Activista de Greenpeace, participó en 2006 de la protesta por la instalación de las plantas de celulosa, el año pasado se integró a la campaña contra la caza comercial de ballenas y fue una de las celebridades que formó parte del llamado mundial sobre las consecuencias del cambio climático. Es, a su vez, madrina de la Fundación Peluffo Giguens, y realizó diversas acciones humanitarias para Unicef.
Como si fuera poco abrió su propio local de ropa en el centro de Palermo, junto a su hermana Adriana, un sueño que las Oreiro tenían desde la infancia y que les permitió recuperar la vida en familia.
Inquieta y enérgica, abrazó todo lo que se propuso: modelaje, actuación en teatro, televisión y cine, cantante y hasta diseñadora. Con camaleónica adaptación, supo levantar la bandera de su nombre en su país y en muchos otros. Y casi todo lo que hizo, lo forjó con éxito.
Por si faltaba algo, la artista "rioplatense" arribó por primera vez al Festival Internacional de Cine de Punta del Este para presentar Las vidas posibles, de la directora argentina Sandra Gugliotta (Un día de suerte, 2002) y protagonizada por Ana Calentano y Germán Palacios.
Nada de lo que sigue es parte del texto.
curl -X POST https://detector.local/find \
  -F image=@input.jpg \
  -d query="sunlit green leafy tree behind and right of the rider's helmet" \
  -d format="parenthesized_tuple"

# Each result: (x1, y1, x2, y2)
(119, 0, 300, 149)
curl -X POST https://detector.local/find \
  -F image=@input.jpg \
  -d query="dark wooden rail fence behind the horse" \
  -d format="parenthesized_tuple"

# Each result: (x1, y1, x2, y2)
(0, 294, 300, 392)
En la película, la uruguaya representa un papel atípico con respecto a lo que venía haciendo para tele o cine. La heroína inocente y simpática que interpretó en Muñeca brava, Kachorra o Sos mi vida quedó atrás y arma ahora un personaje complejo, de pocos diálogos, que le significó un gran desafío. Natalia Oreiro habló con SÁBADO SHOW y comentó que le gusta ese desafío de encarnar otros personajes ya que "cuando uno empieza a tener determinadas elecciones la gente empieza a entender un poco más la búsqueda de los actores, porque el ochenta por ciento de los personajes que me llegan son de comedia, y si bien a mí me encanta la comedia, trato de en el cine bucear en distintos personajes justamente para poder enriquecerme y poder transmitir algo distinto".
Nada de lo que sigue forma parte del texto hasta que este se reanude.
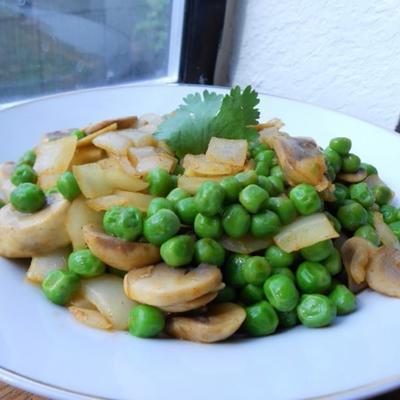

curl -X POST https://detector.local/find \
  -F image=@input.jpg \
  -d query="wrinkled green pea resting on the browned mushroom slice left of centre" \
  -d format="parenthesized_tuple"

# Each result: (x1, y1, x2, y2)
(103, 207, 143, 241)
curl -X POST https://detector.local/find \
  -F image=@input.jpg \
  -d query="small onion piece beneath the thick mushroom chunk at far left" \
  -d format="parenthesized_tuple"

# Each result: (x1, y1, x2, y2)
(26, 248, 70, 283)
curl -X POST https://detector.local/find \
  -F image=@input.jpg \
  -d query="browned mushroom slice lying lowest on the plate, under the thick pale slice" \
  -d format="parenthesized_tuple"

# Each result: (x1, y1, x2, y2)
(166, 303, 246, 343)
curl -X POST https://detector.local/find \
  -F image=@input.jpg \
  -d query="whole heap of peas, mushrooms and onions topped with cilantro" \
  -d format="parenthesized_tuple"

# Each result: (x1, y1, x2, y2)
(0, 87, 400, 343)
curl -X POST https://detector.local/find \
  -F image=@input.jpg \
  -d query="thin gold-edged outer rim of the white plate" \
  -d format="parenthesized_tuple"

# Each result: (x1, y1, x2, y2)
(0, 82, 400, 400)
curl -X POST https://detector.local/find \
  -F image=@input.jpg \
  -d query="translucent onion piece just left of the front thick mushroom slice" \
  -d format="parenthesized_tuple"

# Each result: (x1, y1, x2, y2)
(81, 274, 137, 330)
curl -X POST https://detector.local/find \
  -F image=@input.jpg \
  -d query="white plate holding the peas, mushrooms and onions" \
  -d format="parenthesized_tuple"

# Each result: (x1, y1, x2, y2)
(0, 86, 400, 400)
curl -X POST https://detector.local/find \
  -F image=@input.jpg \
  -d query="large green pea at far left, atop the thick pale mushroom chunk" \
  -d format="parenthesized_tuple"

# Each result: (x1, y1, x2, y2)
(10, 183, 46, 213)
En este año, la artista manifestó que quiere volcarse a la actuación en cine, por eso está "leyendo y leyendo (guiones) a ver si en alguno encuentro algo para comunicar". Su deseo de meterse de lleno en la pantalla grande la llevó a ser una de las primeras en arrimarle su currículum vitae al director norteamericano Francis Ford Coppola, que filmará este año su próxima película Tetro, en la capital argentina, y que contará con Maribel Verdú y, quizá, Javier Bardem. De todos modos, la elegida fue Leticia Brédice.
Lo cierto es que la Oreiro nunca renuncia al espíritu emprendedor que la caracteriza y sigue recibiendo propuestas. En este momento de su vida, apuesta por papeles cercanos a los que interpretó en su última película. "En Las vidas posibles tengo un personaje muy chico pero justamente con un color muy distinto a lo que venía haciendo y eso está bueno porque nosotros elegimos este trabajo para jugar a ser otros y si siempre tocamos una sola tecla, primero nos aburrimos nosotros y creo que después se aburre la gente, y no crecemos" .
Natalia Oreiro puede gustar o no pero transita por lo que le gusta, le va bien y, sobre todo, añade a lo que hace su propia firma. Ahí está su mérito.